8. discuss disclosure requirements: is a statutory requirements which pertains to the legal


requirement of organisations to disclose any and information that may influence or
change the way that the financial information is interpreted or the value and security of
the organisation determined.
9. how is a cash flow statement organised: cash flows will need to be taken into
consideration when determining options for long term finance as it will be necessary to
project if the organisation will be in a position to make payments on the finance as
required.
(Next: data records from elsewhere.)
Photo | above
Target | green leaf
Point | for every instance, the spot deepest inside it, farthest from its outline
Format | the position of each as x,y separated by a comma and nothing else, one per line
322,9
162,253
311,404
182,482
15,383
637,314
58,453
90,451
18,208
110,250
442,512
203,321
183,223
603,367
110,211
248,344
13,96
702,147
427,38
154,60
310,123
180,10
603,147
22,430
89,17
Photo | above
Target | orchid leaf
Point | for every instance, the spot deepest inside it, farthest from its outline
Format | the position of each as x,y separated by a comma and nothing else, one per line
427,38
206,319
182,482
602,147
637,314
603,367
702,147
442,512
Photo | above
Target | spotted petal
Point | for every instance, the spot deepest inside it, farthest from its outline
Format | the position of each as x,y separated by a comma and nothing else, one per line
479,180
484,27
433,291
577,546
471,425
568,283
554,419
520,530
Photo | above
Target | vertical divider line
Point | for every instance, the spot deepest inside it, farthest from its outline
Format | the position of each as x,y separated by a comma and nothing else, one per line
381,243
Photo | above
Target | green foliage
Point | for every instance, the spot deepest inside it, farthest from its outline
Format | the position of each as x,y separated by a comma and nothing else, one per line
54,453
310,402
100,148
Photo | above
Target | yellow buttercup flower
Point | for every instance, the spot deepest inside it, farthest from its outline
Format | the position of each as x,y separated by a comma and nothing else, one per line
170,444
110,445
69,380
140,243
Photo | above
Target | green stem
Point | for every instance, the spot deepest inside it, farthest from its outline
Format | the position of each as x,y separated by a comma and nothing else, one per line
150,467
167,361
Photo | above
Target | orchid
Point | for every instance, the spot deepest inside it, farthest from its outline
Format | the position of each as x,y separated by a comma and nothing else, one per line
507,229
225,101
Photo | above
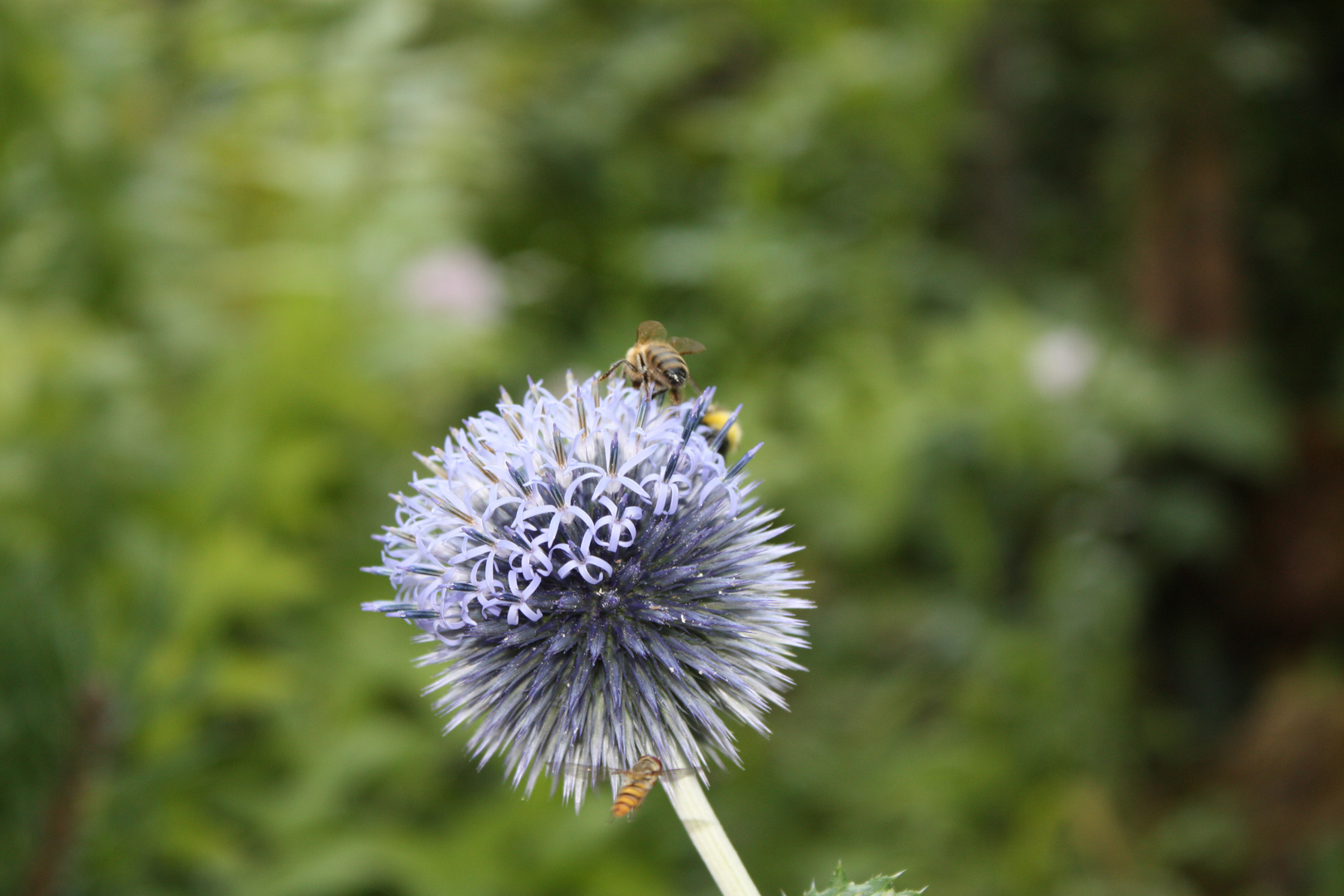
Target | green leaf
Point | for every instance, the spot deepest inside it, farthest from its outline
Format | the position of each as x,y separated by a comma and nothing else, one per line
879,885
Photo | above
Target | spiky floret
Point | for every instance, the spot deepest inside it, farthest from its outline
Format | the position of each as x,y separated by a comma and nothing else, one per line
598,585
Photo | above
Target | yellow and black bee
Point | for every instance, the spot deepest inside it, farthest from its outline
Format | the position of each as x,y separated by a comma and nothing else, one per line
715,419
655,362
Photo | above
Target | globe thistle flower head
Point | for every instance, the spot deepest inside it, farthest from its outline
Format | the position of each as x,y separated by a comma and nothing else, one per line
598,585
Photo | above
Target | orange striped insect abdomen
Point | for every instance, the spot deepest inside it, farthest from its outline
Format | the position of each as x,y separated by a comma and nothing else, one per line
641,777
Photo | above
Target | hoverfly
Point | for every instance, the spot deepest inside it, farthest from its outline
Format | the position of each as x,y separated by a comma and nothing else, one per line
636,781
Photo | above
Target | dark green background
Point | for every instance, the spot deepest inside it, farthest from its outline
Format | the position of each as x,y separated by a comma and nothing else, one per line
1073,637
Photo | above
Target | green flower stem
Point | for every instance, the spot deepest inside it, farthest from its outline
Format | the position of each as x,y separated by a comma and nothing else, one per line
707,835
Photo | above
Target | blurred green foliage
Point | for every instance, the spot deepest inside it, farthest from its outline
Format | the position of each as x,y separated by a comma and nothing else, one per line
905,232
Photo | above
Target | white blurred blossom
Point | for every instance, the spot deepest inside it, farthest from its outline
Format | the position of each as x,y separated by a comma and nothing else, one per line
1060,362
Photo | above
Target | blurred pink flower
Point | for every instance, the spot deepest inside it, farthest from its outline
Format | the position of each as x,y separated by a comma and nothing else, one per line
460,281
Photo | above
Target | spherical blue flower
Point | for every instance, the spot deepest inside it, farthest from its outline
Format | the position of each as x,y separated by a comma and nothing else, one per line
597,582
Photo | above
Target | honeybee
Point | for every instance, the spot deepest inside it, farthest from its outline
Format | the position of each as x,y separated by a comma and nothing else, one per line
715,419
655,362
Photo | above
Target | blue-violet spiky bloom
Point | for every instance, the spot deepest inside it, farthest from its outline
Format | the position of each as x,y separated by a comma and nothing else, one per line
597,582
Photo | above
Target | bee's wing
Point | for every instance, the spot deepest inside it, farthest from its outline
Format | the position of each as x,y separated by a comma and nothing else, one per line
592,774
597,772
650,331
686,345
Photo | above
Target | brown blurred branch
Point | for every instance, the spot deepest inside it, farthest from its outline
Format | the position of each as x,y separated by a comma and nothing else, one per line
63,815
1186,273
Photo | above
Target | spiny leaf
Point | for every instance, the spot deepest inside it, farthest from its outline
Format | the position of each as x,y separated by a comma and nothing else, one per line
879,885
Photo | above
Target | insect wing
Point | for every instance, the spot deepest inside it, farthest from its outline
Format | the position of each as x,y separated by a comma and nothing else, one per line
686,345
650,332
594,774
A cash flow statement is a very important financial document for all
businesses which will allow for effective planning and decision making within the
business.

10. what are significant issues in statements, and what might the include?: significant
issues are those that may cause a risk or performance issue to the organisation or its
shareholders. there are a range of significant issues that must be identified in order to
ensure that the organisations can report and manage these issues appropriately
1. company liquidation
2. company restructuring
3. cost structures
4. errors and anomalies
5. liquidity
6. losses and returns
7. profitability
8. statutory obligations.

11. what types of implications ma be caused by significant issues?


1. disruption to cash flow
2. inability to purchase resources required for operations maintenance
3. production problems
4. damage to the organisation image
5. loss of employees
6. loss of customers
7. statutory non- compliance

12. define the following account terms:


1. accruals accounting: when using the accruals accounting system the revenue or
income that is received by the organisation will be recorded as they are earn rather
than at the actual time that the cash was received.
2. consolidation: is the process of combing the financial data from multiple entities that
all fall under the one parent company for financial reporting and general financial
management requirements
3. conversion: conversion is the process of converting any foreign currencies into
Australian dollars in order for consolidating for financial reporting and general
financial management requirements.
4. depreciation: is determined based on the taxable life of the asset, it will be
necessary to ensure that the life of the asset is determined using australian taxation
standards an that the amount of depreciation is in line with the value of the asset an
the original cost price of that asset. depreciation must be calculated according to
AABS standards and taxation requirements.
5. equity method: is an accounting treatment in which the initial investment made by
the parent company into the joint venture will be recorded at the cost of that actual
investment. this will then be adjusted to demonstrate the actual performance of the
venture.

initial investment +/- organisations share of profit oarless - distribution


received = reportable investment in the join venture
6. financial systems controls: refers to the control and compliance measures that are
places on the financial systems internally that ensure the reliability and integrity of
the financial systems within an organisations.

7. financial year reports: these are comprehensive reports that demonstrate a range of
factors about the organisations financial position, performance and management
over the last year.

8. joint venture: is a contractual business agreement where two or more parties are
both involved financially in a combined project or business
9. subsidiary entities: a partially owned subsidiary is an entity that has other owners
but is also partially owned by the parent organisation in order to be classified as a
subsidiary entity, the parent organisation will need to own the controlling amount of
voting stock within the subsidiary entity, subsidiary entities may have other owners
but 50% of the controlling stock will be owned by the parent company.